Big sites and services like Yahoo, Facebook, Twitter and many others rely heavily on open source software to run their operations. Happily, this isn’t a one-way street. They are also giving back to the open source community, not just by contributing to existing projects, but sometimes by open sourcing their own internal projects, giving back something completely new.
And what these popular sites can contribute is often quite valuable. Since they tend to be very large, they run big operations and have been forced to create solutions for scalability and performance problems that most other sites simply don’t have to deal with.
This article lists a few of those projects, all made free and open source by companies like Facebook, Yahoo, LinkedIn, Twitter, and other big players.
Please note that this is not in any way a complete list of what these companies are contributing to open source.
Came out of: Facebook
What is it? Cassandra is a “NoSQL” distributed database management system designed to be able to handle data spread out over a very large number of servers. It’s now an Apache project with contributors (and users) like Facebook, Twitter, Rackspace and Digg. It looks like this might be one of the Next Big Things for scaling websites and is becoming a bit of a poster child for the NoSQL fans.
Project homepage: http://incubator.apache.org/cassandra/
HipHop for PHP
Came out of: Facebook
What is it? Released as open source as late as last month, HipHop transforms PHP code to C++ and compiles it so it will run faster. Facebook developed it because they use of PHP a lot, and being a scripting language it’s not ideal when it comes to performance. Improving PHP performance quickly adds up to some significant savings for bigger sites because fewer servers can be used to accomplish the same workload. For a site like Facebook which uses tens of thousands of servers, the savings are huge. For example, it lets Facebook’s API handle twice as many requests and still use 30% less CPU compared to before. The average CPU load on Facebook’s web servers has been cut in half.

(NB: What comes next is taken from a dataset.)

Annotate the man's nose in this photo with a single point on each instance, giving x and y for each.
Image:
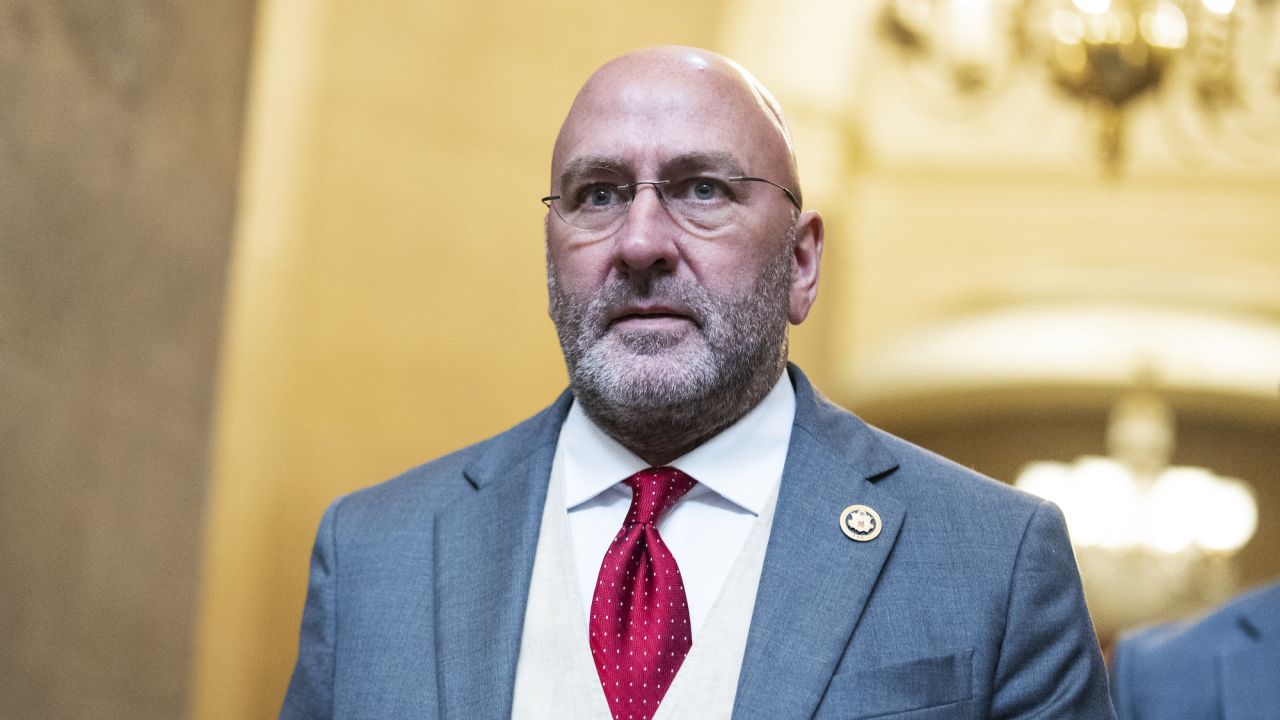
(647, 238)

Project homepage: http://wiki.github.com/facebook/hiphop-php/
Came out of: LiveJournal
What is it? Memcached is a distributed memory caching system, often used to speed up database-driven websites. It’s used by a TON of sites, for example YouTube, LiveJournal, Wikipedia, Amazon, Facebook, Digg, Twitter, Reddit, and many more. We here at Pingdom use it for our uptime monitoring service.

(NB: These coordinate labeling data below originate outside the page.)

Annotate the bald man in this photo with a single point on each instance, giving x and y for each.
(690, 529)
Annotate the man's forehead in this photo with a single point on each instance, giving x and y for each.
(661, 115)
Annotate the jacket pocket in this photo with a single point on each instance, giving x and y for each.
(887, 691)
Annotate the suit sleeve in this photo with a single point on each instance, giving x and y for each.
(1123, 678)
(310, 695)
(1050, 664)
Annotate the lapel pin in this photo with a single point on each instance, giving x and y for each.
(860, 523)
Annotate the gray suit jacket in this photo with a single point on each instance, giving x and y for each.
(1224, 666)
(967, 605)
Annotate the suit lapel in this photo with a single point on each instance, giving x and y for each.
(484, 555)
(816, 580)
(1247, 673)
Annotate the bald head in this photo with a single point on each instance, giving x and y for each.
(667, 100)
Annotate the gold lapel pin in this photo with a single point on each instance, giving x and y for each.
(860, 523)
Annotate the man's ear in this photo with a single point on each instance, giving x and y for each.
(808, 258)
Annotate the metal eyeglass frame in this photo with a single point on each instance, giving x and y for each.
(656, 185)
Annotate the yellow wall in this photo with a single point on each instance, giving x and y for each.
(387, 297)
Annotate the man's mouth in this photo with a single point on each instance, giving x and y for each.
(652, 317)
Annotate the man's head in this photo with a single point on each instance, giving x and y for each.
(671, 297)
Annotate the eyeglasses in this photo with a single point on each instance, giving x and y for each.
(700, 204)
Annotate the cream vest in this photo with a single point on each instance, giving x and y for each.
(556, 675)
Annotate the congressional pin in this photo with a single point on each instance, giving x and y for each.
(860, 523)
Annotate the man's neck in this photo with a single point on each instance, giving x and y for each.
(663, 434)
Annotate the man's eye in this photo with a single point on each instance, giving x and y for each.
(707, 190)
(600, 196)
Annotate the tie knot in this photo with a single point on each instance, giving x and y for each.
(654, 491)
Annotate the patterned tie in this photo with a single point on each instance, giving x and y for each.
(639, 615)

Project homepage: http://www.memcached.org/
Came out of: MySpace
What is it? Qizmt is a C# implementation of MapReduce running on Windows. As all MapReduce implementations it’s been designed to support distributed computing of big data sets on a large number of computers (clusters). It’s used internally by MySpace and has been made open source.
Project homepage: http://code.google.com/p/qizmt/
Came out of: Twitter
What is it? Kestrel is the distributed message queue used by Twitter. It’s based on Twitter’s previous message queue system, Starling, which it is very similar to. Kestrel was actually initially called “Scarling” (Starling ported to Scala).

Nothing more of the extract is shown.